The required aggregator is selected from the drop-down. Choose from:

  • AVERAGE: Average all elements
  • FIRST: Choose the first element only
  • MAX: Select the maximum value
  • MIN: Select the minimum value
  • PERCENT_AVERAGE: Return average of the data multiplied by 100
  • PERCENT_SUM: Return sum of the data multiplied by 100
  • SUM_OR_ZERO: Sum the data, return zero if no data exists
  • SUM: Sum all the data

Adding a Custom Prometheus Metrics DataSource

The Kubernetes ZenPack includes a Prometheus Metrics datasource type for querying Prometheus-compatible endpoints (including OpenShift Thanos Querier).

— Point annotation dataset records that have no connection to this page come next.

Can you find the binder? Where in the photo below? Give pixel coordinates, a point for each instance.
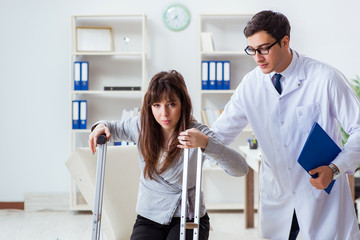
(205, 75)
(84, 76)
(77, 74)
(226, 76)
(75, 114)
(212, 75)
(83, 114)
(219, 75)
(319, 150)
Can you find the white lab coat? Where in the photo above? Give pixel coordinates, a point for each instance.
(312, 91)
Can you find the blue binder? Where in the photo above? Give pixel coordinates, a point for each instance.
(219, 75)
(77, 75)
(212, 75)
(226, 75)
(75, 114)
(84, 75)
(83, 114)
(205, 75)
(319, 150)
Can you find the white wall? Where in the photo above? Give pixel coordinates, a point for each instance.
(34, 69)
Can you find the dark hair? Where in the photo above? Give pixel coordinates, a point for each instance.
(274, 23)
(151, 139)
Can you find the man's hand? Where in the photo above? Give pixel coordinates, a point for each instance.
(324, 178)
(192, 138)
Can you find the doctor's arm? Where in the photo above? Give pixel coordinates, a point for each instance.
(325, 176)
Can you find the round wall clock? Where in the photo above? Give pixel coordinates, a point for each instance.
(176, 17)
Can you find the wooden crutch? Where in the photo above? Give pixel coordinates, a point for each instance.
(99, 188)
(191, 225)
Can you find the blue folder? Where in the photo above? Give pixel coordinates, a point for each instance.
(319, 150)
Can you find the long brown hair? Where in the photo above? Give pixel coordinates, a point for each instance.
(151, 139)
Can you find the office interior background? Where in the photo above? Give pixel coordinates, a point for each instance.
(35, 59)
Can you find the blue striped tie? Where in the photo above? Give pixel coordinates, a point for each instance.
(277, 82)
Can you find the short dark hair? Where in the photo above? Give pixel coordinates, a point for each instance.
(274, 23)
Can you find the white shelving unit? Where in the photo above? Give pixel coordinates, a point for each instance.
(126, 65)
(229, 42)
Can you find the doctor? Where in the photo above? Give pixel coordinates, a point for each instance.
(281, 110)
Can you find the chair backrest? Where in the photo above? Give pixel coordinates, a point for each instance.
(120, 187)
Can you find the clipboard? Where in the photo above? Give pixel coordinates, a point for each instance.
(319, 150)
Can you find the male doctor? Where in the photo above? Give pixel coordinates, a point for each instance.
(281, 99)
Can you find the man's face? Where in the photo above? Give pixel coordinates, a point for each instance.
(275, 59)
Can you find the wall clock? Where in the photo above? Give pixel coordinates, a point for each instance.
(176, 17)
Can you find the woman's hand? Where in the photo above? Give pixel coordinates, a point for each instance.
(97, 131)
(192, 138)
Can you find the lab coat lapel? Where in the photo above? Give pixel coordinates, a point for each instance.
(295, 83)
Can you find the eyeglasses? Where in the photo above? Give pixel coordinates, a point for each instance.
(263, 50)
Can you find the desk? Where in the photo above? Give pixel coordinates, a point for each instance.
(253, 159)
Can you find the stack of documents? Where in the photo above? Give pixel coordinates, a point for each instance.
(319, 150)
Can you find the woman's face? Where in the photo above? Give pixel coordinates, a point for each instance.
(167, 113)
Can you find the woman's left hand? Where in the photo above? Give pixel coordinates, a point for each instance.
(192, 138)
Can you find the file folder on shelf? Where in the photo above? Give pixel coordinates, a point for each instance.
(226, 75)
(84, 75)
(212, 75)
(205, 75)
(319, 150)
(83, 114)
(77, 74)
(219, 75)
(75, 114)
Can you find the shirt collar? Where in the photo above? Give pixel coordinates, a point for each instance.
(291, 66)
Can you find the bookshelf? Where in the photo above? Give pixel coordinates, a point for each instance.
(226, 44)
(124, 64)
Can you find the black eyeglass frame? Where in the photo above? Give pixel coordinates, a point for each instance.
(264, 48)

This datasource uses PromQL queries to collect metrics.

The Prometheus Metrics datasource requires the following configuration parameters:

  1. api_target: The Prometheus API endpoint to query (typically api/v1/query)
  2. promql: The PromQL query expression
  3. datapoints: One or more datapoints, optionally mapped to Prometheus metric names via apiMetricName

The promql field supports TALES expressions for dynamic values such as ${here/title} (component name) and ${here/zKubernetesMonitoringInterval} (collection interval).

Note

When creating a datasource, the Use Namespaced checkbox should be enabled if the Prometheus metric includes a namespace label for filtering. When creating datapoints, the apiMetricName field is required when the PromQL query returns multiple metrics and the datapoint needs to match a specific metric name from the result. For simple queries that return a single metric, apiMetricName can be omitted.

Warning

When using arithmetic PromQL queries that combine multiple metrics (e.g., sum(metric1) - sum(metric2)), you MUST include by (namespace, exported_namespace) in the query to preserve namespace labels for filtering. Without this, namespace-scoped metrics will be silently dropped. For cluster-scoped resources, disable the Use Namespaced checkbox.

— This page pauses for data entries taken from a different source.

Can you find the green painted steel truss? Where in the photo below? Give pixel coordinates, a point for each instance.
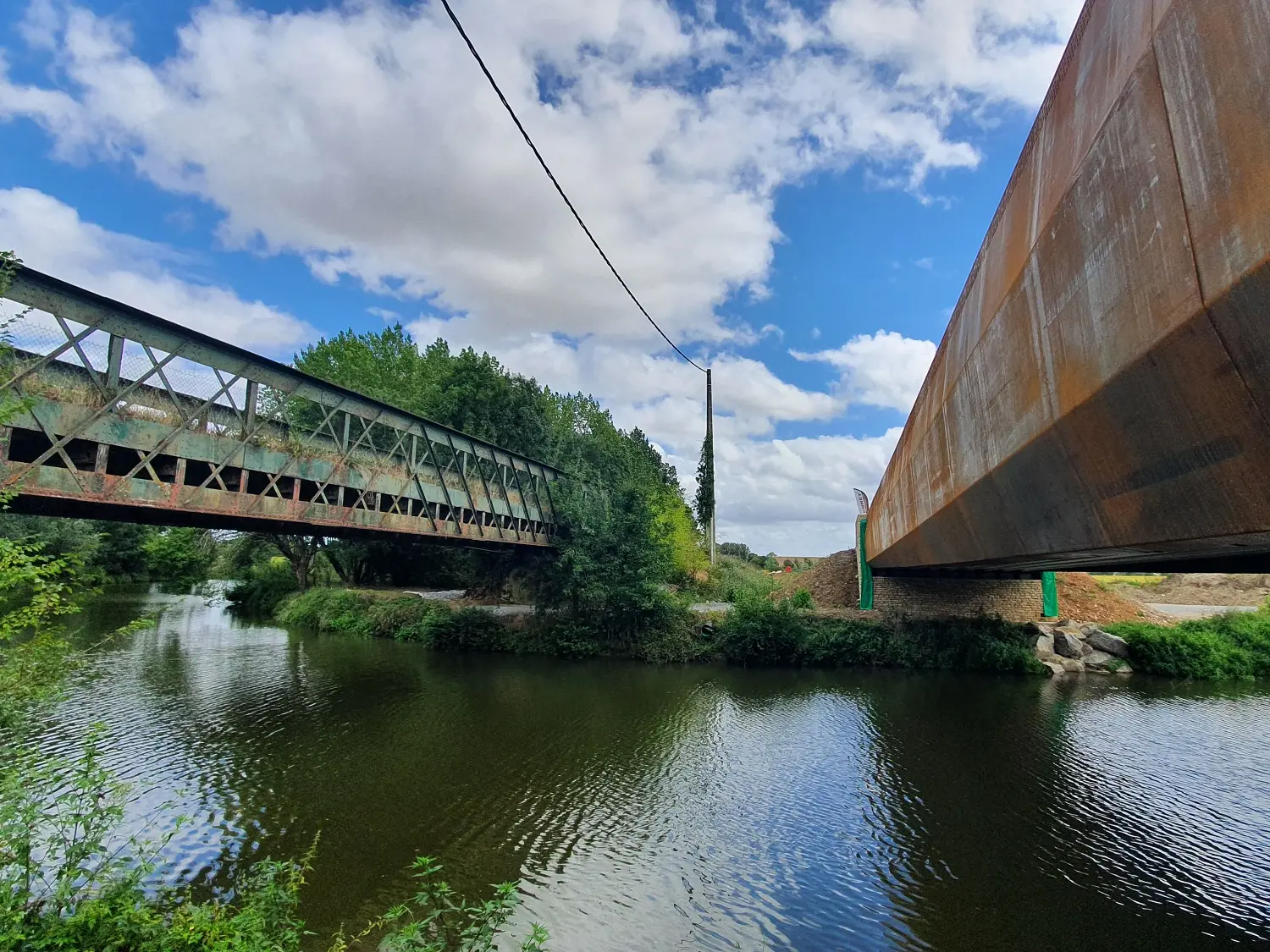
(121, 414)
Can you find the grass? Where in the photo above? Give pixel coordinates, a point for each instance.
(1140, 581)
(757, 631)
(1229, 647)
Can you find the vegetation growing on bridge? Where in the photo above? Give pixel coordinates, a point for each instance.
(69, 878)
(627, 530)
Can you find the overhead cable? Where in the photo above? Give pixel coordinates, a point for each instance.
(554, 182)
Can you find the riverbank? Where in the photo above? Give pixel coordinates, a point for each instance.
(761, 631)
(703, 806)
(757, 631)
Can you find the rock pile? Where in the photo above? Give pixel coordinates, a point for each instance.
(1071, 647)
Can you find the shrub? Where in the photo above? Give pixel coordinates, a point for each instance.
(759, 630)
(802, 599)
(469, 630)
(179, 555)
(1232, 645)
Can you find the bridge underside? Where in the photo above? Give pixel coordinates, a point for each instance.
(1102, 398)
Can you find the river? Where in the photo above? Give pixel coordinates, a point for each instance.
(693, 807)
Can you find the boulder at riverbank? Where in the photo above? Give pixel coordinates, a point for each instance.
(1071, 647)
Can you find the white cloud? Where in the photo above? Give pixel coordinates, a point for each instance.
(363, 139)
(50, 236)
(995, 48)
(881, 370)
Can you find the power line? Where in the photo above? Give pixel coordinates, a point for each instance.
(554, 182)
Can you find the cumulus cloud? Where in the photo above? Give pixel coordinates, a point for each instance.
(362, 139)
(52, 238)
(881, 370)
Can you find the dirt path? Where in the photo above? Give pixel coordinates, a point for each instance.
(1204, 589)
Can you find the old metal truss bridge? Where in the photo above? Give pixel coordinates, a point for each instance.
(113, 413)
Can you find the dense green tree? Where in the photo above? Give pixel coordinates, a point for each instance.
(630, 531)
(180, 555)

Example 1: Simple metric query

A basic query for VMI available memory:

  • api_target: api/v1/query
  • promql: kubevirt_vmi_memory_available_bytes{name="${here/title}"}
  • datapoints:
    • Bytes (rrdtype: GAUGE, apiMetricName: kubevirt_vmi_memory_available_bytes)

Example 2: Rate query with time range

A rate query for VMI CPU usage over the monitoring interval:

  • api_target: api/v1/query
  • promql: rate({name="${here/title}", __name__="kubevirt_vmi_cpu_usage_seconds_total"}[${here/zKubernetesMonitoringInterval}s])
  • datapoints:
    • UsageSecondsTotal (rrdtype: GAUGE, apiMetricName: kubevirt_vmi_cpu_usage_seconds_total)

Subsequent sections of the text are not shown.